ネットショップ業界では昔から「メルマガは1週~2週に1回」と多くの人が言っていますが、僕は内容の質と発行者の負担を考慮して「2週に一回」がベストだと思っています。
(もちろんショップの規模にもよりますが、僕は常に小規模ショップを対象として記事を書いていますのであしからず。。)

内容の質に対する不満や更新頻度の多い・少ないが理由なのはわかりますが、おもしろいのが「登録したつもりがなかった」という理由が14%もある点。

これは購入時に自動的に登録されるのが原因でしょうね。

僕のポリシーとして「ショップ利用時に負の経験をさせない」というのがあります。

覚えのないメルマガを発見した瞬間「なんだよ、これ。。怒」となるのを避ける為にも「メルマガを購読する」のチェックボックスは目立つ場所に設置しましょう。
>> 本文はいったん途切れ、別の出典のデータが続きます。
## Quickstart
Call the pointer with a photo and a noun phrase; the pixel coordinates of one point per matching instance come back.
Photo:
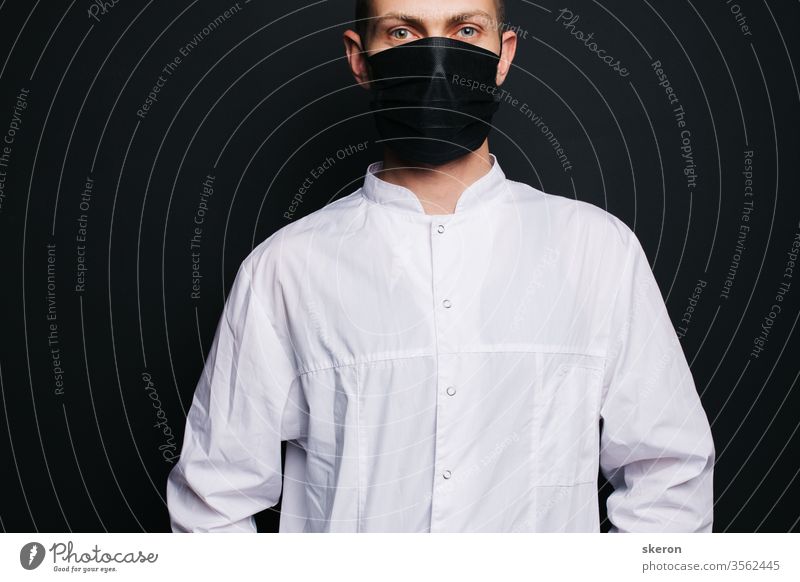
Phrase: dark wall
(103, 340)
デフォルトの状態でチェックをつけておくのは(外すのがめんどくさいのは事実ですがギリギリ)アリだと思いますが、何も聞かずに自動的にメルマガ登録してしまうのはやめましょう。お客様に対して失礼です。

2.2. SNS導入の課題

SNSでもメルマガと同様に「クーポン情報、プレゼント情報」などが求められている事がわかりますが、それに対して実際にそれらの情報を受け取っているユーザーが少ない点が気になります。

これはユーザーはメルマガと同様にネットショップの情報が欲しいけど、ショップがSNSをやっていない現状を表しているのだと思います。
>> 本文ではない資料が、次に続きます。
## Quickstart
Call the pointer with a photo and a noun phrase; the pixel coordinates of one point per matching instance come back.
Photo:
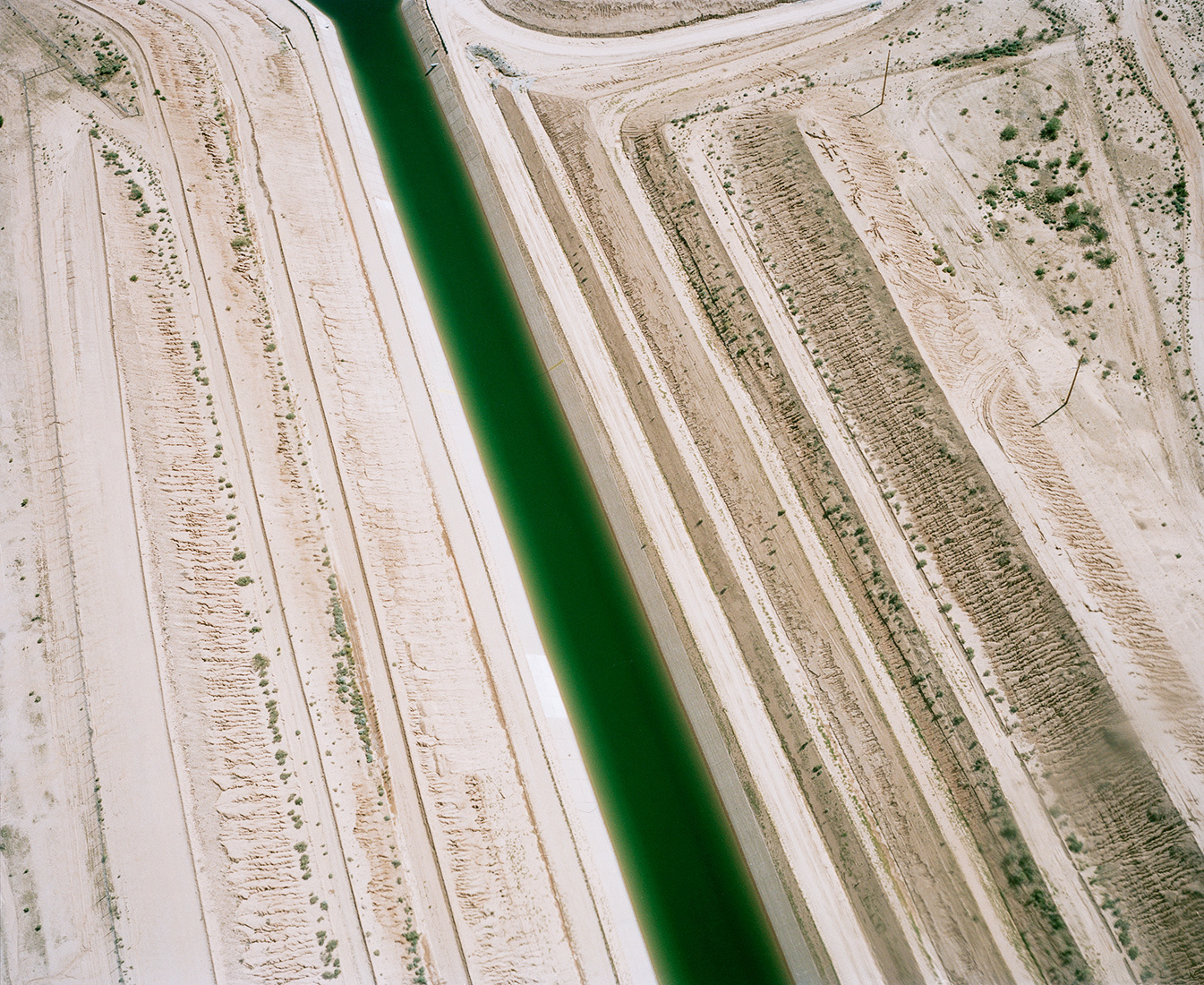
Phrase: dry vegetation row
(1123, 820)
(917, 672)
今回調べた各種データをみるとSNSのコンバージョン率(商品購入まで至った率)はやはり低いですね。

しかしこれはSNSユーザーの主目的がショッピング情報以外であり、ショッピング以外の情報量に埋もれた結果コンバージョン率が下がっている、と考える事もできます。
(メルマガ=ショップ情報という現状に対して、SNSにとってショップ情報はごく一部)

以下のデータ(リサーチバンク)でも、SNS(twitter)でフォローしている人の多くは「知人・有名人・おもしろい人」などです。 僕たちのような”しがないネットショップ”どころかメーカー系企業すらあまり注目されていません。
twitterフォローしている相手

いずれにしても「ショッピングサイトのSNS対応が遅れている」という現状が見て取れますので、SNS導入を検討しながら見送っているネットショップオーナーさんには早めの導入をオススメします。

3. メルマガとSNSの使い分け

これまでの分析をふまえると、以下のような使い分けが考えられます。

メルマガ向きの情報

1. 新着商品、オススメ商品など、タイムリーな商品情報
2. お得なキャンペーン情報 (期間限定セールなど)

SNS向きの情報

1. メルマガの内容を抜粋して発信
2. オリジナリティのある商品の紹介 ←販売情報(値段)ではなく魅力
3. お店のことやスタッフのことなど
4. 全く関係ないけど、人の興味をひく話

商品情報をダイレクトに伝えるのが得意なメルマガ。

商品やお店・スタッフを好きになってもらい、人に伝えてもらうのがSNS。

僕の分析では、こうなりました。